Da mesi ormai l’ipotesi che Sars Cov 2 possa essere stato creato in un laboratorio – e quello di Virologia di Wuhan è l’indiziato numero uno – è diventato tema di dibattitto scientifico. L’anno scorso alcuni scienziati avevano pubblicato su The Lancet l’appello a un dibattito scientifico per chiarire l’origine del virus. Nel corso del tempo si sono accumulati studi sull’origine animale e quindi naturale del coronavirus, ma alcuni indizi per dare forza a questa ipotesi mancano all’appello. Tra coloro che hanno preso in considerazione l’ipotesi che il coronavirus possa essere stato creato per essere studiato c’è Giorgio Palù, professore emerito dell’Università di Padova e past-president della Società italiana ed europea di Virologia, prima di diventare presidente dell’Agenzia italiana del farmaco (Aifa).

“Lo spillover con salto di specie animale-uomo potrebbe essere stato compiuto per cause accidentali da un virus del pipistrello sperimentalmente adattato a crescere in vitro” dice lo scienziato in un’intervista al Corriere della Sera. Secondo Palù “è suggestivo un dato, che andrà comunque confermato da ulteriori verifiche di altri ricercatori. Il ceppo prototipo di Wuhan, quello che ha cominciato a manifestarsi in Cina con forme gravi di polmonite, e tutte le varianti che ne sono derivate, anche quelle considerate non interessanti nella classificazione internazionale, presentano una caratteristica affatto peculiare. Nel gene che produce la proteina Spike (quella che il virus utilizza per agganciare la cellula da infettare) appare inserita una sequenza di 19 lettere appartenente a un gene umano e assente da tutti i genomi dei virus umani, animali, batterici, vegetali sinora sequenziati. La probabilità che si tratti di un evento casuale è pari a circa una su un trilione. Una sequenza essenziale perché conferisce al virus la capacità di fondersi con le cellule umane e di determinare la malattia”.
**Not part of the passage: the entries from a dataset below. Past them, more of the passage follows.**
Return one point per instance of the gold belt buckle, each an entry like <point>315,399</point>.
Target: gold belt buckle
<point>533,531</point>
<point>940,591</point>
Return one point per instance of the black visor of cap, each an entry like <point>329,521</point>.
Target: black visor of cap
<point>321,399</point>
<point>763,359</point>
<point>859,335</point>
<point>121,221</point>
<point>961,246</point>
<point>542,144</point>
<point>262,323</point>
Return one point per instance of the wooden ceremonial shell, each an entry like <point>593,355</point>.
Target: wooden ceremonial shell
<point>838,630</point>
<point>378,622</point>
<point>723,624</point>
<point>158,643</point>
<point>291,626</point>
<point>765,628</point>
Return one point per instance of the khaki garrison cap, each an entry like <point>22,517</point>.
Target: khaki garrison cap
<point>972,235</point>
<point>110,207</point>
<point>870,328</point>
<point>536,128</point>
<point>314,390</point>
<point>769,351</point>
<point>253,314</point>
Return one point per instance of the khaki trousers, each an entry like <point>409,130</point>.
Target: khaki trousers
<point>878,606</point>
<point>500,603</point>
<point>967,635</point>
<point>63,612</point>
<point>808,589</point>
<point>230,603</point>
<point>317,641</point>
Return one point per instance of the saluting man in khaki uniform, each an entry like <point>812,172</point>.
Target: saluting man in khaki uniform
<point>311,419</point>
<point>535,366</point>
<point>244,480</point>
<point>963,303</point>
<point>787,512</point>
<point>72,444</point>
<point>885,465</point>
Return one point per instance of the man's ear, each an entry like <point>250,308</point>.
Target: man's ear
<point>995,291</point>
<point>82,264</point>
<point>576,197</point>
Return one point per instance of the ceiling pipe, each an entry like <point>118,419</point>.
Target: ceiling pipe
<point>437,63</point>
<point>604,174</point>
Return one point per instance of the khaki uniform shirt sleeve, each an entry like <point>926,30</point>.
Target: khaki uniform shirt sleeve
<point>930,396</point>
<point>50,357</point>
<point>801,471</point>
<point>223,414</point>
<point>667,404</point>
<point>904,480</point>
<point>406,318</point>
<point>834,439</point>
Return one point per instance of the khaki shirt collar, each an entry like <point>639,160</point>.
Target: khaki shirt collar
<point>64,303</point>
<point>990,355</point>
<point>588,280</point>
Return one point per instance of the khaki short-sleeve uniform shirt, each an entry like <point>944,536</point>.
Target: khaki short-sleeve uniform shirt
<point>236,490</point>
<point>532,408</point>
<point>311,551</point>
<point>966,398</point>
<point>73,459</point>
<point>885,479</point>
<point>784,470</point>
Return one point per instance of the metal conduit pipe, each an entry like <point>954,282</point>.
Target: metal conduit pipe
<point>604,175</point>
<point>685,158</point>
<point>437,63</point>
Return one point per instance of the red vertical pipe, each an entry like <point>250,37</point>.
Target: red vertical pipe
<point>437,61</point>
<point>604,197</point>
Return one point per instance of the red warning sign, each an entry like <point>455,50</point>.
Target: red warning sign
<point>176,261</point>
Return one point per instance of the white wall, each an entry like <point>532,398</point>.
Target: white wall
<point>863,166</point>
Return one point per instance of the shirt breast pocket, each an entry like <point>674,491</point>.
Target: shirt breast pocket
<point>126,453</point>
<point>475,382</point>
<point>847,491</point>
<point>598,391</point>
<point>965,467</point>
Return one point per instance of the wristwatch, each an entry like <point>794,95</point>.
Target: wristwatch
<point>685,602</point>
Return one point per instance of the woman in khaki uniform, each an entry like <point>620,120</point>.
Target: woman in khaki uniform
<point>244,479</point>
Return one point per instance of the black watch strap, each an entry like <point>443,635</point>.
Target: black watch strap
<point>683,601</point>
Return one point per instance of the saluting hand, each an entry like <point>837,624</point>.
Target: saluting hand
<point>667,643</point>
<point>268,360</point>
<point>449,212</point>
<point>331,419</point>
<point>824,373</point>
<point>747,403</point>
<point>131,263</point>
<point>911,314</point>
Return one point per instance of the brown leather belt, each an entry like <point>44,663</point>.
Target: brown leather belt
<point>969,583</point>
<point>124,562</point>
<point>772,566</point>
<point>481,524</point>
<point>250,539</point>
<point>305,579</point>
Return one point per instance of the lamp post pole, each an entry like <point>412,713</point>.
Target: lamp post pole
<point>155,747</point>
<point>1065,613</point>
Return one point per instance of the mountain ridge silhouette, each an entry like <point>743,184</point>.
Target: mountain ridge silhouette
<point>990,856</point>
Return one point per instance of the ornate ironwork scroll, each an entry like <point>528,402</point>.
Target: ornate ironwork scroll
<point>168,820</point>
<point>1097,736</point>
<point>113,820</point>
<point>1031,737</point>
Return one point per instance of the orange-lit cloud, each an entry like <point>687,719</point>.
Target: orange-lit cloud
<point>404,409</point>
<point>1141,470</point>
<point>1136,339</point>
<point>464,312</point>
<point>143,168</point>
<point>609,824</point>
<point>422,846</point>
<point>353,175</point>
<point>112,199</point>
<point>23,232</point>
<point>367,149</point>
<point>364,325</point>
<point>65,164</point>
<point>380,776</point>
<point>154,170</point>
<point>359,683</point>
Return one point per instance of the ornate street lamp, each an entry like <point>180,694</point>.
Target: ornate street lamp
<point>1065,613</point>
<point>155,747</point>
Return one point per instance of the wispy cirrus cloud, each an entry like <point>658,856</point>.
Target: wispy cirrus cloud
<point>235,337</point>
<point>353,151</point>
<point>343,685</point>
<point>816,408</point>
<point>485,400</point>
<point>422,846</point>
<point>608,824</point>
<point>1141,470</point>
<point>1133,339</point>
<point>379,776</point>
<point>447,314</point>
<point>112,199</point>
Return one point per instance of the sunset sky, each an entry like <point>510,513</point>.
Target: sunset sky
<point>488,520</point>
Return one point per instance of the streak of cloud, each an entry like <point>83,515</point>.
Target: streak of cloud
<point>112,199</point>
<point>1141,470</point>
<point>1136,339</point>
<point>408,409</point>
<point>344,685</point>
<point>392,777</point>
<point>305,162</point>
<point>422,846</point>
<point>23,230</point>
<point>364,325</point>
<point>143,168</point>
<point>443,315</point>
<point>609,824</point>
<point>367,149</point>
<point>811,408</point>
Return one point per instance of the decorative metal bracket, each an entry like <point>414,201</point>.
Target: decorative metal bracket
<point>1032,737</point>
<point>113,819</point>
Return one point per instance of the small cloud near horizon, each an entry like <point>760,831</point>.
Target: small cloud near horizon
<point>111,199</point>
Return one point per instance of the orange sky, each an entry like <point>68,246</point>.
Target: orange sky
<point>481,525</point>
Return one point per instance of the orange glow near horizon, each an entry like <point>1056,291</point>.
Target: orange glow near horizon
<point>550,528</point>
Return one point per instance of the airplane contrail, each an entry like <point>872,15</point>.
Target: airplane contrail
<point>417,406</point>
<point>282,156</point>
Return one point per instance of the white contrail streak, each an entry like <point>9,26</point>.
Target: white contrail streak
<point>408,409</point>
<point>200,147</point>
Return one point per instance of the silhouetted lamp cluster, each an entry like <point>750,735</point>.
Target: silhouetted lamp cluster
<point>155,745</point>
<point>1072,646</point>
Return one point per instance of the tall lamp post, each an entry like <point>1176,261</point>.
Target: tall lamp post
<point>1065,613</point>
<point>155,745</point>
“Si può ipotizzare una manipolazione effettuata per soli scopi di ricerca – spiega il virologo – non certo con intenzioni malevole. Non sarebbe la prima volta che un virus scappa per sbaglio da un laboratorio ad alta sicurezza”. Quanto all’ipotesi dell’origine del virus dal pipistrello con un passaggio diretto all’uomo o indiretto attraverso un ospite intermedio (si è parlato del pangolino) o una serie di scambi successivi uomo-animale-uomo, “alcuni studi recenti, che usano la bioinformatica per indagare l’evoluzione del virus, ci orienterebbero in tal senso. Manca però la prova regina che suffraghi l’origine naturale. Da un lato, non si è ancora trovato l’ospite intermedio e dall’altro, RaTG13, il virus del pipistrello Rhinolophus affinis il cui genoma è al 97% identico al Sars-CoV-2, ha scarsa capacità di infettarci. Per validare quale delle ipotesi in campo (spillover naturale o di laboratorio) sia più verosimile, sarebbe auspicabile, come più volte richiesto dall’Oms e dalla comunità scientifica, la collaborazione delle autorità cinesi. Identificando un eventuale ospite intermedio – dice ancora Palù – sarebbe possibile risalire all’iniziale sorgente del contagio e bloccare la trasmissione epidemica, come è avvenuto per altri virus provenienti dal mondo animale”.

Alcuni ricercatori ipotizzano che il virus sia sfuggito dal laboratorio dell’Istituto di Virologia di Wuhan dove sarebbe stato manipolato con la tecnica del gain of function, ovvero delle modificazioni genetiche che permettono l’acquisizione di capacità che l’agente non ha o avrebbe avuto. Ma al momento anche in questo caso manca una prova regiona. La comunità scientifica in generale aveva prima fortemente sostenuto la natura assolutamente naturale del virus, poi anche in virtù di una richiesta l’anno scorso di indagine dell’amministrazione Biden ai servizi segreti, aveva innescato la richiesta di un dibattito. La non identificazione dell’ospite intermedio e l’inedita presenza (non secondo alcuni scienziati cinesi) dei Furin cleavage sites, quelle che vengono definite nel libro le “forbici” per tagliare la proteina Spike che poi infetta le cellule.